# Vanco camper tyres



## Tezza (May 1, 2005)

Sorry for another tyre thread, but i would like some info on the wear and drivability of the above tyre before i decide between them and the agilis camper, my front two need changing.
any info would be appreciated.


Terry


----------



## haylingchrist (May 15, 2005)

I thought the Vancos were fine for normal use on my Benimar/Fiat, but I thought the Agilis gave better mud/snow grip.

Chris


----------



## smick (Jun 1, 2005)

*Vanco tyres*

Don't know whether these are the same Vancos I had fitted to a Murvi some years back, but found the ride rather hard & noisy.

Smick


----------



## teemyob (Nov 22, 2005)

*Tyres*

Hello there,

I have driven a Panel van with Vanco 2 tyres and found them excellent all round.
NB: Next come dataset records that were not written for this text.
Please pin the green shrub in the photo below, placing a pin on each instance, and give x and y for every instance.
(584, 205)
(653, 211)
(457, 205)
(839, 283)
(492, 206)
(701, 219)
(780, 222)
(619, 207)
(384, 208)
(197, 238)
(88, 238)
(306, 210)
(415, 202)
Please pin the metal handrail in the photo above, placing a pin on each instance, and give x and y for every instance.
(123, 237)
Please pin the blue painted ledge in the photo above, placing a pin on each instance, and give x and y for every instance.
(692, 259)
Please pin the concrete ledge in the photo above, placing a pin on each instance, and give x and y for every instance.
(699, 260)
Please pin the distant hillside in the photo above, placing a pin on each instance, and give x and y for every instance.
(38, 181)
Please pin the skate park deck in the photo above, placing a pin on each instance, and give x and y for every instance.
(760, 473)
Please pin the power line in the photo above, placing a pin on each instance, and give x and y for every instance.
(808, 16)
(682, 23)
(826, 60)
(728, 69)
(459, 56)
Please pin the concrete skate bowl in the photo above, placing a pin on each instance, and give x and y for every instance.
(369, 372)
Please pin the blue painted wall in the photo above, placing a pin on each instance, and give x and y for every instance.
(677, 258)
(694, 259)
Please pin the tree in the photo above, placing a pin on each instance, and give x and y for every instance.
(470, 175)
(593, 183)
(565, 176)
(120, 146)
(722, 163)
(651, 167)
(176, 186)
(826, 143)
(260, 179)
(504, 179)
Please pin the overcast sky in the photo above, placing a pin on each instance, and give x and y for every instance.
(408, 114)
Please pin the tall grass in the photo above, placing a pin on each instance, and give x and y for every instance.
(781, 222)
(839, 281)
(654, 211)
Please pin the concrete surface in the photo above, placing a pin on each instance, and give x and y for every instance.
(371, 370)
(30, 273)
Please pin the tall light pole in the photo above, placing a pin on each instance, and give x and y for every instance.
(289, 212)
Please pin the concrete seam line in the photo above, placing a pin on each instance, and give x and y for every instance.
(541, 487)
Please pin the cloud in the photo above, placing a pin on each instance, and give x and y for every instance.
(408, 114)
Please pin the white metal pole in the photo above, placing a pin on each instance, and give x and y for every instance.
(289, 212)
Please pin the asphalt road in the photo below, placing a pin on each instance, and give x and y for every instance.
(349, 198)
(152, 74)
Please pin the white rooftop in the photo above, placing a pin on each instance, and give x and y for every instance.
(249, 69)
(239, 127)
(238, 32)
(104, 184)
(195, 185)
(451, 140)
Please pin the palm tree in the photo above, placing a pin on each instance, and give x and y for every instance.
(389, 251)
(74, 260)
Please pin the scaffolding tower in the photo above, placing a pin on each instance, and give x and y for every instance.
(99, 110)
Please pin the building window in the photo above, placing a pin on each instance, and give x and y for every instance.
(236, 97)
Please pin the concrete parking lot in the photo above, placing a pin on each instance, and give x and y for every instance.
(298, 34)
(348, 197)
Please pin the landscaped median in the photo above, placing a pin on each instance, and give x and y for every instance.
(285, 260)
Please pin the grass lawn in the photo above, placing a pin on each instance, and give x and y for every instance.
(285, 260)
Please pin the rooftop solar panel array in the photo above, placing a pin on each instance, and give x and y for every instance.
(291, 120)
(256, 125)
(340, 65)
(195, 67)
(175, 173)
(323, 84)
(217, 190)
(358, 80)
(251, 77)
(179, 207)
However, looking at the new Michelin Camper M+S tyres they do seem like a better but much more expensive alternative.

Why not look at the Bridgestone R630 tyres? not as expensive but a far better all round tyre than the above.

What base vehicle are you fitting the tyres to?

Trev.


----------



## JeanLuc (Jan 13, 2007)

I have Vanco tyres but NOT the Vanco Camper. I think the earlier posts may be referring to the standard Vanco as the Camper version has not been around that long. The recent Continental line-up has been, in order of age, Vanco (marked Vanco 8 on the tyre wall), now replaced by Vanco 2. Vanco CP (or camper) are different again.

I have Vanco 8 on the back and Vanco 2 on the front. The older pattern V8 has a more pronounced block tread and the newer V2 has more water drainage sypes. I think it is a quieter tyre too. I'm happy with them.


----------



## solentviews (May 9, 2005)

I use Vanco tyres (not camper ones). I have found them fine during 4 years of use and cheaper than camping tyres.
Ian


----------



## Mikemoss (Sep 5, 2005)

Another vote for Vanco (non camper) tyres. Very pleased with them after two years, and find them quieter and slightly softer riding than Michelin Camping. I remember they came top in a test run by a German magazine, which is what persuaded me to fit them in the first place. That was a while ago, though, so others may have caught up or overtaken them.

Decisions, decisions!


----------



## teemyob (Nov 22, 2005)

*Info*

was our info any use Terry?

Trev.


----------